Ti renderai conto che, nella storia del disegno industriale, i prodotti di maggiore successo sono quelli nati proprio dalla funzionalità. Da questo, nasce qualcosa di bello. Mi piace parlare di “informare la forma”, riferendomi al fatto che il metodo di produzione che scegliamo, il modo con cui i polimeri decidono di muoversi, il modo in cui usiamo gli oggetti ci informano su come creare nuove forme.

Come fai a gestire così tanti progetti?
Il design si fonda sulla collaborazione, che sia con ingegneri esperti di materiali plastici, di esperti di marketing o di CEO. Parte del successo riscosso nella progettazione di hotel in tutta Europa lo devo al fatto di aver imparato a gestire bene il mio budget; ad aver imparato come fare le cose in modo pragmatico e rapido perché, in fin dei conti, voglio vedere le cose realizzate. È altresì importante essere disposti a scendere a compromessi. Una volta dissi ad una giornalista francese che io riesco in quello che faccio perché non sono testardo. Lei mi distrusse, letteralmente, dicendomi che ero una “prostituta del design”. Io, però, non vedo un designer come una figura divina. Siamo persone normalissime, come tutti gli altri.

Come sei passato dagli oggetti alle opere residenziali e di interni?
La prima vera svolta arrivò da Stephen Starr, un noto ristoratore di Philadelphia. Nel 1999 mi chiese di progettare un ristorante, Morimoto.
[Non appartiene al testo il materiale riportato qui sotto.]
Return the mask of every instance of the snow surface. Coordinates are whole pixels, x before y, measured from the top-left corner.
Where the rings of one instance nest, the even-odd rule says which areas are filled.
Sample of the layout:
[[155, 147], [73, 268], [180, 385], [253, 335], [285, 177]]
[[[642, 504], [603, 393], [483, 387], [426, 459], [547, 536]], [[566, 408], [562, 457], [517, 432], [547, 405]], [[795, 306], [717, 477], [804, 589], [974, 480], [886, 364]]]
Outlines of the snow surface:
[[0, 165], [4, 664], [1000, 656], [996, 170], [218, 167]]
Fino a quel momento, non mi ero mai occupato di interni, e questa opportunità mi elettrizzava. L’idea di questo progetto mi rendeva nervoso. Ero abituato a lavorare creando oggetti a misura d’uomo. Ora, improvvisamente, mi sarei occupato di uno spazio enorme. Tuttavia, ho voluto comunque creare uno spazio a misura d’uomo, facendo attenzione alla scelta delle illuminazioni giuste, alla disposizione dei tavoli e sedie comode, usando il bambù e le pareti laterali in gesso 3D quasi come Isamu Noguchi, per riprodurre il design organico degli anni ’40. Poi qualcuno suggerì il mio nome per progettare il Semiramis Hotel ad Atene, in Grecia. Uno dopo l’altro, ho accettato nuovi progetti, dai 200 ai 300 design di interni, sei o sette edifici; ed è stato fantastico.
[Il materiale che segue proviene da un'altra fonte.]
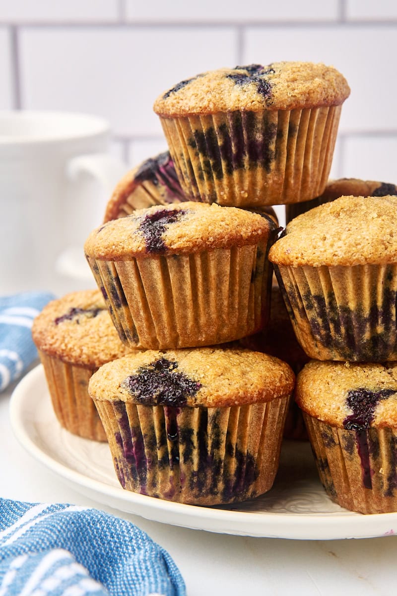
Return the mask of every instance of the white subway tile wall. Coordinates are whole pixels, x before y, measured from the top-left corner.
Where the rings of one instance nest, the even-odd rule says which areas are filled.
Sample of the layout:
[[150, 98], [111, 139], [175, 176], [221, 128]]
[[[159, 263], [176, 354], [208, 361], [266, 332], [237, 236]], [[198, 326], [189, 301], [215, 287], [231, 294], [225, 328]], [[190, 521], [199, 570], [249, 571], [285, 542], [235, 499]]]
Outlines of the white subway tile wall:
[[126, 167], [164, 150], [153, 103], [220, 66], [332, 64], [352, 89], [332, 176], [397, 182], [395, 0], [0, 0], [0, 108], [96, 114]]
[[11, 31], [0, 27], [0, 110], [12, 109], [14, 104], [11, 37]]
[[186, 0], [152, 0], [150, 2], [126, 0], [126, 14], [129, 21], [145, 20], [164, 23], [237, 23], [249, 21], [327, 21], [339, 15], [338, 0], [315, 2], [314, 0], [279, 0], [278, 2], [244, 2], [226, 0], [201, 0], [189, 2]]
Interno del ristorante Morimoto a Philadelphia. Per gentile concessione di Karim Rashid.
 
Esterno del Semiramis Hotel, a bordo piscina, ad Atene. Per gentile concessione di Karim Rashid.
 
Interno del Semiramis Hotel. Per gentile concessione di Karim Rashid.
 
Interno del Semiramis Hotel. Per gentile concessione di Karim Rashid.
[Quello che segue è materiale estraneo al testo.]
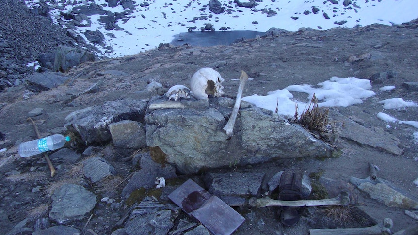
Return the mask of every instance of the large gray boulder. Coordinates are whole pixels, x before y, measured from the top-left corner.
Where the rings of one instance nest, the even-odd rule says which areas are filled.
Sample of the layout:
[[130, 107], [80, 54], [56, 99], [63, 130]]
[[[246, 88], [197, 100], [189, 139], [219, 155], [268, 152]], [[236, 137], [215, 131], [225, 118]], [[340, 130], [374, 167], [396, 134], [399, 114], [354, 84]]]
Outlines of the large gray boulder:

In che misura usi i software di design digitale?
Usiamo quotidianamente il software 3D AutoCAD e numerosi altri programmi di rendering e modellazione. Mi sono digitalizzato nel 1985 con l’acquisto di un Macintosh IIci. Sapevo che il mondo sarebbe cambiato radicalmente nell’era digitale e che avrebbe aperto un’infinità di nuove opportunità, anche creative; ed è proprio così che è andata. Vent’anni fa ho acquistato una macchina di prototipazione rapida al prezzo di quasi un milione di dollari. È stato un investimento enorme di cui mi pento molto spesso. Il modello successivo aveva una velocità di due volte superiore; sono riuscito a tenere il passo di questa evoluzione e del nuovo software. Ora progetto cose che non sarei nemmeno in grado di disegnare. Ho bisogno di software come quelli di Autodesk per poter dare espressione alle mie idee, per proiettarle nel mondo esterno.

Perché ritieni che la nostalgia sia pericolosa?
Se cerchiamo di replicare il passato allora non stiamo progettando sul serio; ci stiamo appropriando di qualcosa che non è nostro. Fondere o rubare idee del passato significa non creare nulla di originale, grande e diverso. I materiali ed i metodi di produzione sono cambiati. Se progetto un telefono cellulare, non avrà niente a che vedere con la tecnologia del passato, perché avrò bisogno di dotarlo dell’ultimo microchip presente sul mercato. Se decido di progettare una bici in fibra di carbonio, non sarà certo come una bicicletta degli anni ’20. Se sto progettando un edificio in mattoni uguale a quelli dello stesso quartiere, con tante finestrelle, non sto sfruttando il potenziale del fotovoltaico e del vetro per immagazzinare energia. Dovremmo farci ispirare dal periodo in cui stiamo vivendo così da dare forma al futuro dei prossimi 100 anni.